Which platform has more models?
OpenRouter has broader model coverage in the provided data. Price Per Token lists 299 models for OpenRouter and 188 for Together AI.
Toolhalla also describes OpenRouter as offering 200+ models through a unified API. Together AI is more focused on open-source model inference.
Which is faster: OpenRouter or Together AI?
Deploybase reports OpenRouter latency at 200–500ms per request and Together AI at 100–300ms average. Toolhalla also lists added latency from OpenRouter’s proxy layer as a con.
For latency-sensitive chatbots or agents with many sequential calls, Together AI’s direct inference model may be a better starting point.
Can I migrate between OpenRouter and Together AI easily?
Yes, according to Deploybase. Both platforms use OpenAI-compatible API conventions, and migration can involve minimal code changes.
Deploybase estimates switching can take a few hours to 1–2 days, depending on the application and model-specific features used.
Does Together AI support fine-tuning?
Yes. Fine-tuning is listed as a key Together AI feature in Toolhalla’s comparison, and Deploybase also notes that Together AI offers fine-tuning on its infrastructure.
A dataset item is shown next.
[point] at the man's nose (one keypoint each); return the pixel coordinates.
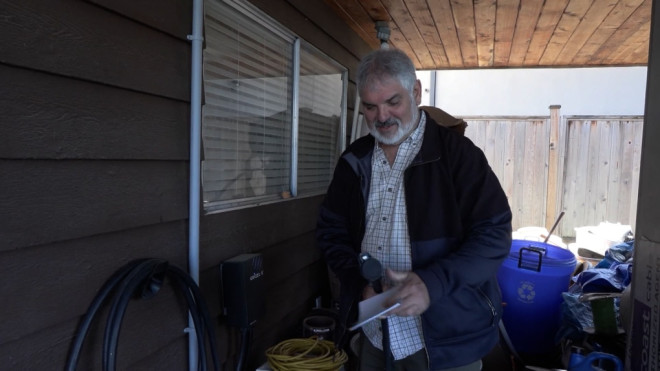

OpenRouter delegates model capabilities to upstream providers, so fine-tuning availability depends on the specific provider and model.
Which platform is better for production?
It depends on the production requirement. Together AI is stronger in the source data for open-model production inference, lower latency, fine-tuning, and predictable scaling.
OpenRouter can also be used in production, especially for model diversity and fallback routing, but sources note added latency, upstream dependency, and possible rate-limit complexity for high-volume proprietary model usage.